Since 1 August 2022, she has been Dean of the School of Engineering Sciences at the University of Ghana, the first woman to hold the position.

She is the current host of the National Science and Maths Quiz.

== Elsie Effah Kaufmann Foundation ==
On 27 July 2022, in Accra, Effah Kaufmann established the Elsie Effah Kaufmann Foundation (EEKF), a non-profit organization focused on advancing STEM education in Ghana. The foundation aims to close gaps in STEM education by providing students with access to resources for in-depth, hands-on research and innovation.

== Awards and recognition ==
Effah Kaufmann has received numerous prestigious local and international awards and recognitions for her contributions to engineering, education, and STEM advocacy.

=== Major honors and fellowships ===
- Fellow, Royal Academy of Engineering, UK (2025) – Inducted on 18 November 2025 as the first Ghanaian International Fellow, one of nine International Fellows elected worldwide in 2025.
- Fellow, Ghana Academy of Arts and Sciences (2022) – Elected in June 2022.
- Fellow, International Union of Societies of Biomaterials Science and Engineering (2020) – Conferred the title Fellow of Biomaterials Science and Engineering (FBSE).
- National Society of Black Engineers Golden Torch Award for International Academic Leadership (2018) – First female recipient.
- University of Ghana Best Teacher Award for the Sciences (2009).

=== Other selected awards and recognitions ===
- 2025: Women's Choice Awards Africa – Her Legacy Honours in STEM Empowerment.
- 2024: Honoured on the Penn Engineering Wall of Fame, University of Pennsylvania (first African female).
- 2023: Ghana Institution of Engineering Excellence Award for Research (Academic-Industrial) and Award for Distinguished Woman in Engineering Excellence.
- 2022: EMY Africa Woman of the Year.
- 2022: Humanitarian Awards Global – Female Most Exceptional Change Maker (Education).
- 2021: Women's Choice Awards – STEM Personality of the Year.
- 2021: Instinct Women Awards – Exceptional Woman in Academia.
- 2021: Ghana Digital Innovation Week – Innovation Ecosystem Game Changer for the Advancement of STEM.
- 2020: Feminine Ghana Achievement Award for Education (General).
- 2020: Featured as an Inspirational Person in the *Those Who Inspire Ghana* Book.
- 2019: Ghana Women of Excellence Award for Tertiary Education (Science and Mathematics).
- 2019: Glitz Africa Honouree for Excellence in Education.
- 2019: Featured in *Who's Who in Ghana* Publication.
- 2018: Leading Women Achievers Award, Global Women Economic & Social Empowerment Summit (GWESES).
- 2017: Impact Africa Summit Ghana Laureate for Education.
- 2011: International Women's Forum Leadership Foundation Fellowship.
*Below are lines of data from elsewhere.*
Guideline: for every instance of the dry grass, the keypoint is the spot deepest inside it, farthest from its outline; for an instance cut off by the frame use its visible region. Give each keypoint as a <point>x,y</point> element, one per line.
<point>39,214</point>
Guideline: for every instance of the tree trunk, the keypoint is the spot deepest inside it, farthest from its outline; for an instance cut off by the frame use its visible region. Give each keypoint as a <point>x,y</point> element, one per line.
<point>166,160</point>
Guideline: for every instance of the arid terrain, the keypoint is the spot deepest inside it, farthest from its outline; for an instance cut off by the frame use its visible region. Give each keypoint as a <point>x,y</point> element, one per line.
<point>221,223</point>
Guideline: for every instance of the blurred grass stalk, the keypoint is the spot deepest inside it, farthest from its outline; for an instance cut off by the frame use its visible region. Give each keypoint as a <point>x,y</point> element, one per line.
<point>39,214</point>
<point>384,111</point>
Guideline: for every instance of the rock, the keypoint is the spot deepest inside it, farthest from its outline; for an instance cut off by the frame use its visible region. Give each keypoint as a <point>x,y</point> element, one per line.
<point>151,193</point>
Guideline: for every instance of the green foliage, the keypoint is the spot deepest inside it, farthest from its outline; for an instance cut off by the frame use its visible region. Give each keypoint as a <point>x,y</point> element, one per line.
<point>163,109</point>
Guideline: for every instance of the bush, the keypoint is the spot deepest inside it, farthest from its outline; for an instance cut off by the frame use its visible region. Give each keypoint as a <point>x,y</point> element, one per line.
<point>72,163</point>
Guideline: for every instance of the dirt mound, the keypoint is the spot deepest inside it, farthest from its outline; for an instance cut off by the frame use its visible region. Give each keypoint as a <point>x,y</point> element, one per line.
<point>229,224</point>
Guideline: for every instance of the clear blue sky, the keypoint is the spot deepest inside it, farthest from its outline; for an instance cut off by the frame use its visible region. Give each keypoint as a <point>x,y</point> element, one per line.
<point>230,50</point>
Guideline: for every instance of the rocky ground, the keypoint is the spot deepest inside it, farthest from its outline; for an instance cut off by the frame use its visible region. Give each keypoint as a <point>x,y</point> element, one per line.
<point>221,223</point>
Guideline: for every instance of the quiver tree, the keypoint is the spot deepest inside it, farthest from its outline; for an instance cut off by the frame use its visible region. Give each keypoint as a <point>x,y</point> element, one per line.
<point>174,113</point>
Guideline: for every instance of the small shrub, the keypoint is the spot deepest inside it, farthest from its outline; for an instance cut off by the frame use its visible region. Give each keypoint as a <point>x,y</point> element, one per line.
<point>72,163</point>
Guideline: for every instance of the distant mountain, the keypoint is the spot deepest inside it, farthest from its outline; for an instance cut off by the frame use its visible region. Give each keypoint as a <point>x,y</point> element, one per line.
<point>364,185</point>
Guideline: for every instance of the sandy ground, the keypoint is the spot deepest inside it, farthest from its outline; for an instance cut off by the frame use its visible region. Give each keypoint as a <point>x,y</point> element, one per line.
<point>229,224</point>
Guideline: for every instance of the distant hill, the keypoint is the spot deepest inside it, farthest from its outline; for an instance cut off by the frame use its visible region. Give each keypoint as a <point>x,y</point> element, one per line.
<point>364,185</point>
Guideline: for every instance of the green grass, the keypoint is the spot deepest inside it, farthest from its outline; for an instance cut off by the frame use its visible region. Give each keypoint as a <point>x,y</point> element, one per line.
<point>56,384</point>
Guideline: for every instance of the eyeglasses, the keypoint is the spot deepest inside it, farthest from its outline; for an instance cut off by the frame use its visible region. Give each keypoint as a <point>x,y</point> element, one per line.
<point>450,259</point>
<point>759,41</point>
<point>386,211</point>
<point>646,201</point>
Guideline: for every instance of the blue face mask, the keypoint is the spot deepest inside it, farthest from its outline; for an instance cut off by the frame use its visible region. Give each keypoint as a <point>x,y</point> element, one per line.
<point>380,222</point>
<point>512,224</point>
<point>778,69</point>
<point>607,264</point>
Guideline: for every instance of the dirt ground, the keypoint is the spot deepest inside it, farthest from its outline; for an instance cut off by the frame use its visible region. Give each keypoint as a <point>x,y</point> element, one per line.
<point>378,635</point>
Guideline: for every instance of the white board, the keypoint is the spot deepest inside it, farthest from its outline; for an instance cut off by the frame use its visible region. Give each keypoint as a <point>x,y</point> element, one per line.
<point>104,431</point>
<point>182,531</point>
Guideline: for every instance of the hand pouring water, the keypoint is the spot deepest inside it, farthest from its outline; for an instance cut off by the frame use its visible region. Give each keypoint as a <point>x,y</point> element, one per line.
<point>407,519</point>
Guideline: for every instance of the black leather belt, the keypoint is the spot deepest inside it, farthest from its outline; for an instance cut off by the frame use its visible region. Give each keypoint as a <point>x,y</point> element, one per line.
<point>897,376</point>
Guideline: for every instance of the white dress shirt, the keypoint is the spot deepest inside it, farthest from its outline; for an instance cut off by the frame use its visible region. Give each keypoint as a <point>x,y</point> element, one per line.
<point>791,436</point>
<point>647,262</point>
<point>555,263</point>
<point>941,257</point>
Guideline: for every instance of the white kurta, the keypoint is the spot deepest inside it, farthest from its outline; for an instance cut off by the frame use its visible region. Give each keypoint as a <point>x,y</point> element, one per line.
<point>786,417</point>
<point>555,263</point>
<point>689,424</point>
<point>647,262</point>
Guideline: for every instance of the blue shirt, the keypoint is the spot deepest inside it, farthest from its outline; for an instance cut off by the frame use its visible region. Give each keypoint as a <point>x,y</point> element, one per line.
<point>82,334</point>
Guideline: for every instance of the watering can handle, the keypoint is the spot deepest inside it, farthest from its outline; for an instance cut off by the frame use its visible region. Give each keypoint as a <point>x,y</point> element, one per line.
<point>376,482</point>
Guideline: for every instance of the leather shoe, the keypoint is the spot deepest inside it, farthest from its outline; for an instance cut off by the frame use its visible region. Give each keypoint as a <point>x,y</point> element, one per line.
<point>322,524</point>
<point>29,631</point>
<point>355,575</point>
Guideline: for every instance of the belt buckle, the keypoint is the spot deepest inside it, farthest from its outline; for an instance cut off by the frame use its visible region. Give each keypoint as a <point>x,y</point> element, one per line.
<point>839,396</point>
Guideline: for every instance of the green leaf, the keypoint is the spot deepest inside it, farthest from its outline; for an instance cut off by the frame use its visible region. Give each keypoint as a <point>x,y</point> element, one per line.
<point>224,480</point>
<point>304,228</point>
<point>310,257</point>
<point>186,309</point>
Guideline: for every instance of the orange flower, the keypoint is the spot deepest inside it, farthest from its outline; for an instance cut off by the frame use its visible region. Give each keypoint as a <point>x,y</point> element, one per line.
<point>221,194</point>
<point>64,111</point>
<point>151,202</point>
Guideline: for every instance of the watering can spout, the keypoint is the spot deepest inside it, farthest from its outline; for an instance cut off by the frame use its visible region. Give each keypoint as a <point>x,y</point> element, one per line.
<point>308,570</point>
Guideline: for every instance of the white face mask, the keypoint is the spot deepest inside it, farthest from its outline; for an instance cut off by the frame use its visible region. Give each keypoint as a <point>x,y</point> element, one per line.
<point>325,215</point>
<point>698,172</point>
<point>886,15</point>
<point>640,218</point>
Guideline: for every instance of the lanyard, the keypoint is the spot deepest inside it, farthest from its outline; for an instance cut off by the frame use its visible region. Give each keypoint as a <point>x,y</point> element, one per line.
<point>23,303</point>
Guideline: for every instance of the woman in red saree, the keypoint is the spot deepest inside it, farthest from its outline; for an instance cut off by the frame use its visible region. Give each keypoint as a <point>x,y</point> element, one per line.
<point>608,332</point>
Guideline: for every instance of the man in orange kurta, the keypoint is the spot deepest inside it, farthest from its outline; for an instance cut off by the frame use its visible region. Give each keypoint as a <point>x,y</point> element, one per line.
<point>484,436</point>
=== Professional certifications ===
Effah Kaufmann is a Professional Engineer (PE) and Fellow of the Ghana Institution of Engineers (FGhIE), and holds a PMP Certification from the Institute of Project Management Professionals – Ghana.

== Personal life ==
Effah Kaufmann is divorced and has three children: two daughters and a son, Augustus Kofi Effah Kaufmann.